In my younger days I attended quite a few classical music concerts at mostly the Royal Festival Hall and occasionally the Albert Hall.
30 odd years ago at the Proms I heard the Vienna Philharmonic Orchestra conducted by Leonard Bernstein play the Clarinet Concerto by Mozart and the 5th Symphony by Gustav Mahler. From the VPO tuning up, we had good seats as we had booked early, you could tell the quality of that orchestra from just that. It struck me at the time that my Naim system, 32 or 52, I can’t remember, would have a hard job in creating the subtlely I heard.
The concert was a revelation particularly in the agagietto from the 5th Symphony. I looked around the Hall at the time and Bernstein just had all that audience in the palm of his hands. What a conductor.

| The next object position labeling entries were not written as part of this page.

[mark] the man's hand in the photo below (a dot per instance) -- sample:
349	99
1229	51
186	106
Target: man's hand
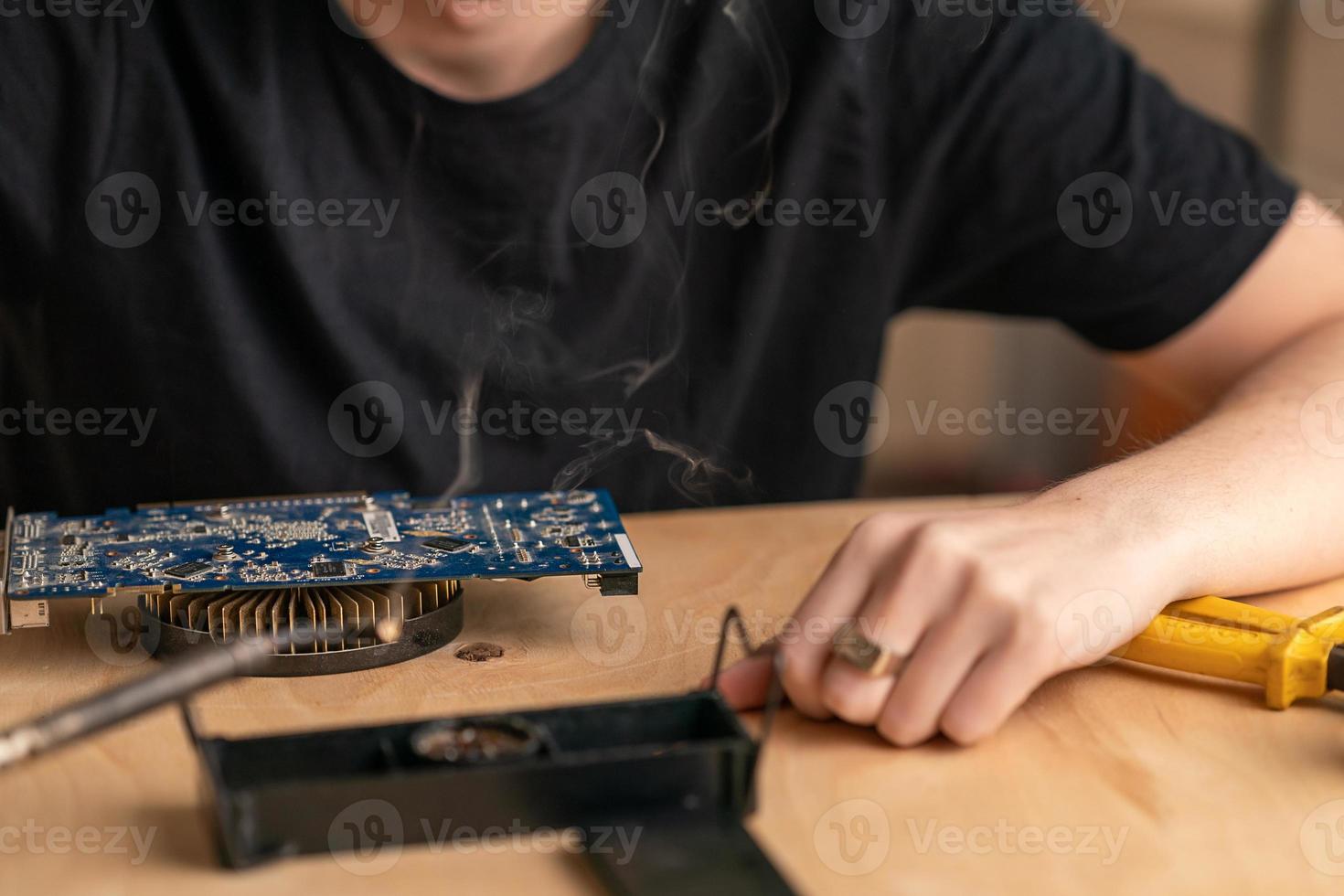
991	603
984	604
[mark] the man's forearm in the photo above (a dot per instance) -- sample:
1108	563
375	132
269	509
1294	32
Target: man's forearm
1250	498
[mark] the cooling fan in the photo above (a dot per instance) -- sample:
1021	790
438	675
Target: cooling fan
337	564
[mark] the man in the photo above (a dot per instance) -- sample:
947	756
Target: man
302	243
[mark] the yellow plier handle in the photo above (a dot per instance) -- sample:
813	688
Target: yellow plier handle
1292	658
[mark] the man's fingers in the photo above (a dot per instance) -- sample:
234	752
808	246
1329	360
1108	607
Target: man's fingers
998	684
837	597
745	684
907	595
934	673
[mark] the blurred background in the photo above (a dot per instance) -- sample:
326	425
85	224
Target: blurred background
1272	69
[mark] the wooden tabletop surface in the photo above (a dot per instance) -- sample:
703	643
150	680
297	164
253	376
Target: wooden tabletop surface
1110	779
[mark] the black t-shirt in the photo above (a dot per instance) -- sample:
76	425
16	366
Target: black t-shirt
246	255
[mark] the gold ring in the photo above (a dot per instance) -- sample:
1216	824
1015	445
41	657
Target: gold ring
864	655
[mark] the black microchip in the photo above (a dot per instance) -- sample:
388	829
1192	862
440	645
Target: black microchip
187	570
448	544
328	570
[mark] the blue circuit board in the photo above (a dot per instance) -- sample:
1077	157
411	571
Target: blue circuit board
314	540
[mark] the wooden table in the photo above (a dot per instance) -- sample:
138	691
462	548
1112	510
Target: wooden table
1110	779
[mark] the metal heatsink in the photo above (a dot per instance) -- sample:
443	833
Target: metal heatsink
428	613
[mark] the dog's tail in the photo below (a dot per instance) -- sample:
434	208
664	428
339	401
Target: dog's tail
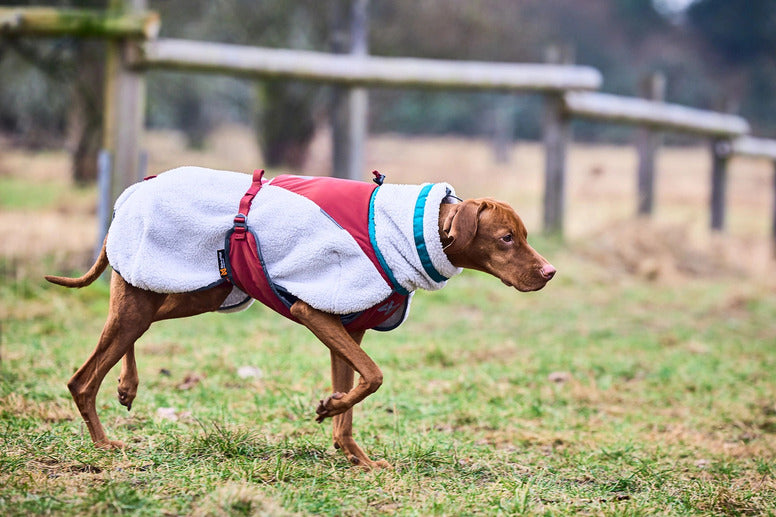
93	274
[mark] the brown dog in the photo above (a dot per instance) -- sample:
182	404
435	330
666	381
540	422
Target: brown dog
480	234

He had gained a lot of weight and had lost that bouncy style from his younger days but not the power to convey the music and some. A guy who did not have enough time in the day to do what he wanted to do. Read his biography by Humphey Burton.
He died only a few years later (2/3?). His coffin went from the Dacota Building where he lived opposite Central Park, Strawberry Fields, to the cemerty in Brooklyn. In his coffin was a copy of the score of Mahler’s 5th Symphony.
I have had other uplifting musical experiances some of them recorded. Never quite like that evening.